Derivative of $f(x)\cdot x$ where $f$ is a $\mathbb{R}^3$ function: how to compute it? Let $f:\mathbb{R}^3\to\mathbb{R}^3$. Could someone please help me to compute the the derivative of
$$f(x)\cdot x?$$
If $f$ would be a real valued function I think it should be the derivative of a product, but how to proceed in this case?
Thank you in advance.
 A: With $f=(f_1,f_2,f_3)$ and $x= (x_1,x_2,x_3)$ we have
$$f(x)\cdot x=f_1(x)x_1+f_2(x)x_2+f_3(x)x_3.$$
Can you proceed ?
A: I notice that you are still unsure about how to proceed with Fred's answer, so I will write out a complete answer.

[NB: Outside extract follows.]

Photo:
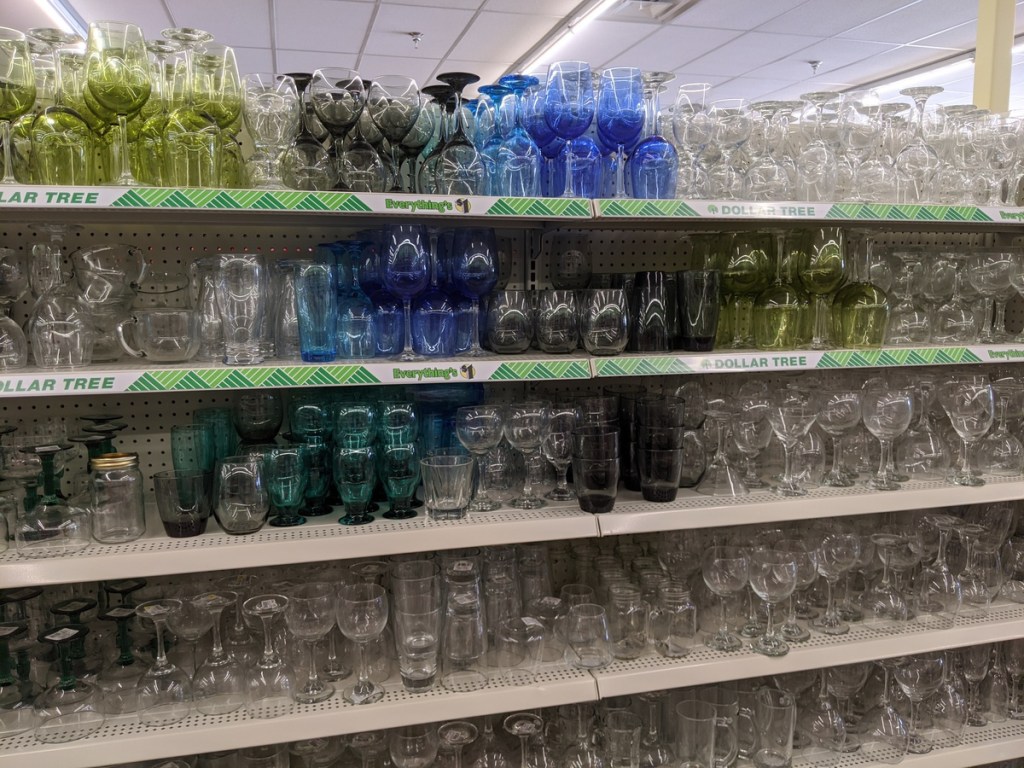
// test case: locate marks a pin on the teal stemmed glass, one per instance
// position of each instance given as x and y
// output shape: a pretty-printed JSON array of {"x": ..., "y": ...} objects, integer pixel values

As $f$ maps vectors in $\mathbb{R}^3$ to another vector in $\mathbb{R}^3$, the derivative is defined as follows:
$$Df = \begin{pmatrix}\frac{\partial f_1}{\partial x_1} & \frac{\partial f_1}{\partial x_2} & \frac{\partial f_1}{\partial x_3}\\\ \frac{\partial f_2}{\partial x_1} & \frac{\partial f_2}{\partial x_2} & \frac{\partial f_2}{\partial x_3}\\\ \frac{\partial f_3}{\partial x_1} & \frac{\partial f_3}{\partial x_2} & \frac{\partial f_3}{\partial x_3}\end{pmatrix}$$
This definition can be extended to any "nice" function $g: \mathbb{R}^k \rightarrow \mathbb{R}^q$ for any positive, finite integers $p,q$ assuming that these partial derivatives all exist.
Using this we can now solve your problem.
Let's define a new function $h(x) = f(x) \cdot x $ and apply this definition above.
Using the definition of the derivative in general (above), we notice that $h: \mathbb{R}^3 \rightarrow \mathbb{R}$. Therefore, inputting this into the definition of the derivative gives us the following formula:
$$Dh(x) = \begin{pmatrix}\frac{\partial h}{\partial x_1} & \frac{\partial h}{\partial x_2} & \frac{\partial h}{\partial x_3}\end{pmatrix} $$
And so by calculating the partial derivatives of $h(x) = (f(x) \cdot x)$, we arrive at an answer for the derivative.